Trump’s European Visit was a Disaster for the U.S

On March 10th, 1952, the governments of the United States, the United Kingdom, France and the Federal Republic of Germany received a very unusual note from the Soviet Union.

The Soviet Union offered with withdraw troops that were in eastern Germany at the time, essentially ending their rule over the occupied zone. If this were to happen, Germany would be reunited under a constitution that allowed its people to choose the social system they wanted.

Germany would even be allowed to rebuild its military, and all Germans that weren’t convicted of war crimes would have their political rights back in full. The allied troops in Western Germany would be withdrawn, and the newly reunited Germany would not be allowed to join the new NATO alliance.

Many historians have debated as to whether or not the note from the Soviet Union was genuine, or just a cynical ploy. German Chancellor Konrad and Adenauer rebuffed the note from Stalin. West Germany went on to enter NATO officially in 1955, build the European Union and develop as an Atlantacist liberal democracy.
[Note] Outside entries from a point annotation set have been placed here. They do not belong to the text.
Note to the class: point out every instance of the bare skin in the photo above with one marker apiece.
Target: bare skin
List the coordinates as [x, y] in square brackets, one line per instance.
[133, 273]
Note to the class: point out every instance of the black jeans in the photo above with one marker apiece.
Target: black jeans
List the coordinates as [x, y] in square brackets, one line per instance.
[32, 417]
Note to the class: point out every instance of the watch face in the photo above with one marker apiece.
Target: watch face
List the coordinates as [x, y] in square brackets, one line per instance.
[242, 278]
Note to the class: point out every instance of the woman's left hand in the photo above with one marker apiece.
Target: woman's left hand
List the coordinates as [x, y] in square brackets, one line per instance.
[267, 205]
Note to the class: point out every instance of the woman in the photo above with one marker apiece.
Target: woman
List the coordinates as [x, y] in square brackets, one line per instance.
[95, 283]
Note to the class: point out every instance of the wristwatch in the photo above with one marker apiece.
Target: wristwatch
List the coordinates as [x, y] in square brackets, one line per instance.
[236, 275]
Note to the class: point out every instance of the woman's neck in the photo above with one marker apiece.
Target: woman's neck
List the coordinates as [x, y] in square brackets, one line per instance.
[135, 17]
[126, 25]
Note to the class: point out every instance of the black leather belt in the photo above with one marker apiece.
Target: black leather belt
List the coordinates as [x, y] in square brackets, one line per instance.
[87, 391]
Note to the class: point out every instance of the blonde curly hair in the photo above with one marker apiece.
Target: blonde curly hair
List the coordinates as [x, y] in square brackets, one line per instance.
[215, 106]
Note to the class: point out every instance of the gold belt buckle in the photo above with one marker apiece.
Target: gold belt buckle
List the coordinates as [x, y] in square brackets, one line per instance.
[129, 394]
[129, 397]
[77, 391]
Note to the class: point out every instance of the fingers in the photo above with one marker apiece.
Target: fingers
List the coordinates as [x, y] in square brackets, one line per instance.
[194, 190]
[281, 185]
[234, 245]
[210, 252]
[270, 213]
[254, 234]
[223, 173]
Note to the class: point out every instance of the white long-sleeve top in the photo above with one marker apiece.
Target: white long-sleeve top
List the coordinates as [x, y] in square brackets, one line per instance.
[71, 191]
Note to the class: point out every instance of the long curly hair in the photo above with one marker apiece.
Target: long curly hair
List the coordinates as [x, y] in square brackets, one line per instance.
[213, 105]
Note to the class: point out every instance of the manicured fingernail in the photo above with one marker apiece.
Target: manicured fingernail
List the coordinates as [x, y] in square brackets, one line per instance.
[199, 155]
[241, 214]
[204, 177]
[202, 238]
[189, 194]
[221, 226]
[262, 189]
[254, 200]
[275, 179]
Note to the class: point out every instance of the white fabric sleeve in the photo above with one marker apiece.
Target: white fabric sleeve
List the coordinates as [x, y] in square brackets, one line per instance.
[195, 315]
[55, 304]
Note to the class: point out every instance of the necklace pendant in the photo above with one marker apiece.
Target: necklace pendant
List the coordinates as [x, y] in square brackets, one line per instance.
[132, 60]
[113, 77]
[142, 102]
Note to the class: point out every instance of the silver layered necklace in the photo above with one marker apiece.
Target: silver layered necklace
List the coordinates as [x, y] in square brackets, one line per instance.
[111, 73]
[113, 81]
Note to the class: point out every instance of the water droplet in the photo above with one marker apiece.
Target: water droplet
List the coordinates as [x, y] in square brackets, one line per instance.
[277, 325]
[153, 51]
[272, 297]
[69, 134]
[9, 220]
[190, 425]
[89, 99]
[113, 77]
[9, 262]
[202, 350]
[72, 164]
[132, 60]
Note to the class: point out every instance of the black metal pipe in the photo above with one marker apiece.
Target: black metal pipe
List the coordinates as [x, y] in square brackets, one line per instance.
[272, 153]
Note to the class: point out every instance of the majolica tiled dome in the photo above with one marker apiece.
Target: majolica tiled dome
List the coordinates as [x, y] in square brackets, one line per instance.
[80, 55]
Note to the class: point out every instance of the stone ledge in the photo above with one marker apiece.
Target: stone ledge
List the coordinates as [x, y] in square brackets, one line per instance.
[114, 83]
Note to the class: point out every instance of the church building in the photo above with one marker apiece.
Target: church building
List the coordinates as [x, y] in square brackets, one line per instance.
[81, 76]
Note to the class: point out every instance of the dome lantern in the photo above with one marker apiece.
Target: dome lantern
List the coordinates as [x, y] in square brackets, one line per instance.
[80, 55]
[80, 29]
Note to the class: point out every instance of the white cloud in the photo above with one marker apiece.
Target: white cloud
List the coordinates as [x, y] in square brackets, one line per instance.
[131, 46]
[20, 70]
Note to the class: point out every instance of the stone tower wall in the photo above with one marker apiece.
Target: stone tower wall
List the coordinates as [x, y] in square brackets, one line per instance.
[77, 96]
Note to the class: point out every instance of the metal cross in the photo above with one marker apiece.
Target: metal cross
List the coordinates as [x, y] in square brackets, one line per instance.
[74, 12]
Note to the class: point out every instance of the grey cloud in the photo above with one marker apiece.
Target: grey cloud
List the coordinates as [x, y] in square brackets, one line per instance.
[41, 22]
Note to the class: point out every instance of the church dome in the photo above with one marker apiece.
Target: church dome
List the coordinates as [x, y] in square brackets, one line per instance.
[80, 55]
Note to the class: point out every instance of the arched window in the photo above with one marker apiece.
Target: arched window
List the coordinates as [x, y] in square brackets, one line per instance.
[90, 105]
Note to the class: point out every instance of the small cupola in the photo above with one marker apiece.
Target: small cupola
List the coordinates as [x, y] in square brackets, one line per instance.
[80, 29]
The Soviet Union continued looking for ways to separate Germany from the West, and especially from the United States. Their closest effort to do so occurred in the early 1980s when millions of Germans marched in the streets against NATO nuclear missile deployments.

The efforts of Stalin didn’t work though, and the alliance stayed firmly together. The Soviet’s attempt at complete dominance fell through altogether, as did the Soviet Union itself. Germany became reunited on Western terms. The United States was largely credited with Germany’s swift and smooth reunification. Germany is still grateful for the assistance they received from the United States, and they have expressed their gratitude a number of times over the years.

But when the U.S. attempted to mobilize the European powers to manage the breakup of Yugoslavia, Germany wasn’t ready to take on such risk. The George W. Bush-Gerhard Shroeder split over the Iraq War in 2003 definitively ended German submission and respect for American leadership.

Over the years since then, Germany has relied less and less on the United States for assistance, choosing to become more independent. Many Germans were very happy about Obama’s presidential win back in 2008, but it wasn’t enough to maintain German relations with the United States. In fact, relations between the two countries sank to an all time low during Obama’s presidency. Merkel ignored Obama’s pleas to stimulate the German economy after the financial crises of 2008 as well as the Euro crises of 2010.

The Snowden revelations, which included claims that the United States had tapped Merkel’s personal cellphone, only served to expand the divide between the two nations. In June of 2014, Germany took the unprecedented action of expelling the senior U.S. intelligence officer in Berlin, announcing the action over Twitter. Germany’s expressed trust in the United States went from a high of 76 percent after Obama’s election to 35 percent by 2014. A majority of Germans said they viewed Edward Snowden has a hero.

The next president who would be elected in 2016 would have an uphill battle on their hands when it came to rebuilding the U.S.’s relationship with Germany. So far, President Trump has done quite a bit of damage to this relationship. When it comes to German post-war politics, the policy is pretty much liberalism within the country and Atlantacism outside. While a small number of people are uncomfortable with the first, a larger minority cast doubt on the second.

There is no question that Germans remember the past when it comes to the Nazis, but they also remember that American bombers burned many cities in Germany to ashes. Germans have found themselves a platform to speak about their country’s history, expressing their emotional distance from nations who were once close allies.

The election of Donald Trump as President of the United States shook a lot of the assumptions that Germans held about Americans. The large divide between the U.S. and Germany coincided with the United Kingdom breaking itself away from the European Union, which has weakened London’s clout versus Berlin considerably. It will be necessary for Britain to renegotiate access to the EU market, and Germany will have the power to accept or decline.

Numerous polls show that Germany’s confidence in the United States as a whole, which declined under the Obama administration, has lowered even more since Trump got elected. Merkel has officially given notice that she will lead German efforts to make itself even more independent from the U.S. In a speech where she went up in front of 2,000 people on Sunday, she declared that Europe cannot rely on the United States and United Kingdom. She also said, “The times in which we would completely depend on others are on the way out. I’ve experienced that in the last few days. We Europeans truly have to take our fate into our own hands.”

One of the things that is interesting is that she said “we Europeans” as opposed to Germans. She also did not rule out that Europe might need to rely on the United States and the future. The message she was sending that the door is not closed so to speak, and that anything is possible.

Over the past few months, Trump has vehemently refused to endorse NATO’s Article 5, which guarantees mutual defense. It is of no surprise to most people that Trump’s first trip abroad went so poorly, but it could have far reaching implications for the future. National Security Adviser H.R. McMaster insists that President Trump did affirm Article 5, though there is evidence to the contrary to say the least. The Republican chair of the Senate Foreign Relations Committee, Bob Corker, declared on record that he couldn’t be more pleased with how the president’s trip went. There is no question that Donald Trump is doing quite a bit of damage to foreign policy interests of the U.S., and this trip is an affirmation of that.